In [1]:
from data_generators import get_iterator, get_dataset
from classifiers import theme_classifier

In [2]:
from torchtext.vocab import GloVe 
GLOVE_EMBEDDING = GloVe(name="6B", dim=300)

In [6]:
train_dataset, val_dataset, test_dataset, review_text_FIELD, theme_FIELD = get_dataset(vectors = 
                                                                                       GLOVE_EMBEDDING)

In [7]:
train_iter = get_iterator(train_dataset, 32, train=True, shuffle=False, repeat=False)
val_iter = get_iterator(val_dataset, 32, train=False, shuffle=False, repeat=False)
test_iter = get_iterator(test_dataset, 32, train=False, shuffle=False, repeat=False)

In [8]:
list_train = list(train_iter)

In [9]:
batch = list_train[5600]
x = batch.review_text.transpose(1, 0).int()
y = batch.theme.int()

for idx in range(x.shape[0]):
    #print(x.shape, y.shape)
    print("{} | {}".format(' '.join([train_dataset.fields['review_text'].vocab.itos[_] for _ in x[idx]]),
         train_dataset.fields['theme'].vocab.itos[y[idx]]))

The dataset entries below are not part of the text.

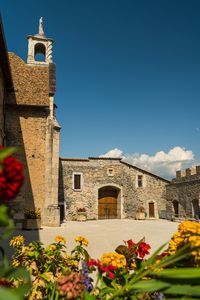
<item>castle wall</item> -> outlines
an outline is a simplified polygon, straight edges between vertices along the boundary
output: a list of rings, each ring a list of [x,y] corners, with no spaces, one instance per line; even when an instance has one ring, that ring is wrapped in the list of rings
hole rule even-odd
[[[195,205],[200,204],[200,167],[177,171],[176,178],[166,186],[166,196],[168,211],[175,213],[173,202],[177,201],[180,217],[196,218]]]
[[[135,218],[139,207],[144,207],[149,217],[149,202],[154,203],[155,218],[166,209],[165,186],[168,183],[160,177],[134,168],[118,159],[61,159],[59,200],[66,205],[67,220],[73,220],[77,208],[85,207],[88,219],[98,219],[98,191],[104,186],[117,188],[118,217]],[[113,170],[113,176],[109,175]],[[73,173],[82,174],[81,191],[73,189]],[[143,187],[137,186],[138,175],[143,175]]]

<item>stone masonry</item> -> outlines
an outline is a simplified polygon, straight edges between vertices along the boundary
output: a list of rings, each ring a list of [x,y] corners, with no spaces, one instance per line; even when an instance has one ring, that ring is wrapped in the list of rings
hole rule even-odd
[[[176,178],[166,186],[167,211],[177,217],[200,218],[200,166],[177,171]]]
[[[54,105],[55,65],[46,58],[49,42],[44,35],[29,36],[28,63],[9,54],[14,88],[6,97],[6,145],[19,148],[16,156],[24,164],[25,183],[14,201],[19,223],[24,209],[40,208],[43,225],[59,226],[60,126]],[[44,61],[37,61],[36,50],[42,51]]]
[[[81,175],[80,190],[74,189],[74,174]],[[142,187],[138,186],[142,176]],[[98,219],[99,191],[112,187],[118,191],[117,218],[135,218],[138,208],[144,207],[147,218],[149,204],[154,216],[166,209],[166,185],[169,181],[129,165],[121,159],[88,158],[60,159],[59,202],[64,203],[66,220],[75,220],[77,208],[86,208],[87,219]]]

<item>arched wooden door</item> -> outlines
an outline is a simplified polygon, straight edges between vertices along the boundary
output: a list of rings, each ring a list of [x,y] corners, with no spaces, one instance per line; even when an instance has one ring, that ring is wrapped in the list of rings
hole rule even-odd
[[[155,218],[155,208],[153,202],[149,202],[149,218]]]
[[[98,196],[98,218],[116,219],[117,218],[117,197],[118,191],[112,187],[99,189]]]

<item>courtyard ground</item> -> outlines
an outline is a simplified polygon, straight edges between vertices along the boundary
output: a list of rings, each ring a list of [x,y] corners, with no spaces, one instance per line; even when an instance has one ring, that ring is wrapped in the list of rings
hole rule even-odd
[[[100,257],[104,252],[114,251],[123,240],[133,239],[137,242],[142,237],[152,247],[151,253],[169,241],[177,230],[179,223],[166,220],[98,220],[87,222],[66,222],[65,227],[44,227],[39,231],[17,231],[27,241],[40,239],[45,245],[54,241],[56,235],[67,239],[69,250],[75,245],[74,238],[82,235],[89,240],[88,250],[93,258]],[[9,251],[10,252],[10,251]]]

great micro budget film with decent writing and acting . | plot
vince vaughn 's acting was really good as well . | acting
mark hamil returning as joker saves this mildly disappointing film | other
for those in doubt , locke is the proof . | other
great mixture of epic battles and individual character development . | plot
i would give it 0 stars if i could . | other
i could n't take my eyes off the screen . | other
a slightly odd cast in the very strange film . | acting
the overall feel is boredom interspersed with nasty violence . | other
too many boobs and too many repeated voice overs . | effect
and daniel radcliffe and zoe <unk> prove just that . | other
the story seemed to be one big loop hole . | plot
the trailer was more suspenseful than the actual movie . | effect
i 'd give it 0.5 stars if i could . | other
the visuals are tremendous and the acting very good . | acting
now , that 's how you make an entrance . | other
no plot , no acting and no reason to see | plot
there are a lo

In [10]:
review_text_FIELD.vocab.vectors.shape, len(review_text_FIELD.vocab.itos)

(torch.Size([30002, 300]), 30002)

In [20]:
vocab_size = review_text_FIELD.vocab.vectors.shape[0]
emb_dim = review_text_FIELD.vocab.vectors.shape[1]
hidden_dim = 500
layers = 2
dropout = .2

In [21]:
import torch.nn as nn

class BaseModel(nn.Module):

    def __init__(self, nhid = hidden_dim, emb_dim = emb_dim, ninp = hidden_dim, 
                 nlayers = layers, ntoken = vocab_size, dropout = dropout, pretrained = False):
        super().__init__()
        
        self.drop = nn.Dropout(dropout)
        
        self.pretrained = pretrained
        if pretrained:
            self.encoder = nn.Embedding(ntoken, emb_dim)

        self.softmax = nn.LogSoftmax(dim=-1)
        self.rnn = nn.LSTM(ninp, nhid, nlayers, dropout=dropout)
        self.rnn.flatten_parameters()
        self.decoder = nn.Linear(nhid, ntoken)
        self.nhid = nhid
        self.nlayers = nlayers
        
        if pretrained:
            self.encoder.weight.data = train_dataset.fields["review_text"].vocab.vectors
            
    def init_weights(self):
        initrange = .1
        self.encoder.weight.data.uniform_(-initrange, initrange)
        self.decoder.bias.data.zero_()
        self.decoder.weight.data.uniform_(-initrange, initrange)

    def forward(self, input, hidden):
        emb = self.encoder(input)
        emb = self.drop(emb)
        output, hidden = self.rnn(emb, hidden)
        output = self.drop(output)
        output = output.view(output.size(0)*output.size(1), output.size(2))
        decoded = self.decoder(output)
        log_probs = self.softmax(decoded)
        return log_probs, hidden
      
      
    def init_hidden(self, bsz):
        weight = next(self.parameters())
        output = (weight.new_zeros(self.nlayers, bsz, self.nhid).cuda(),
            weight.new_zeros(self.nlayers, bsz, self.nhid).cuda())
        return output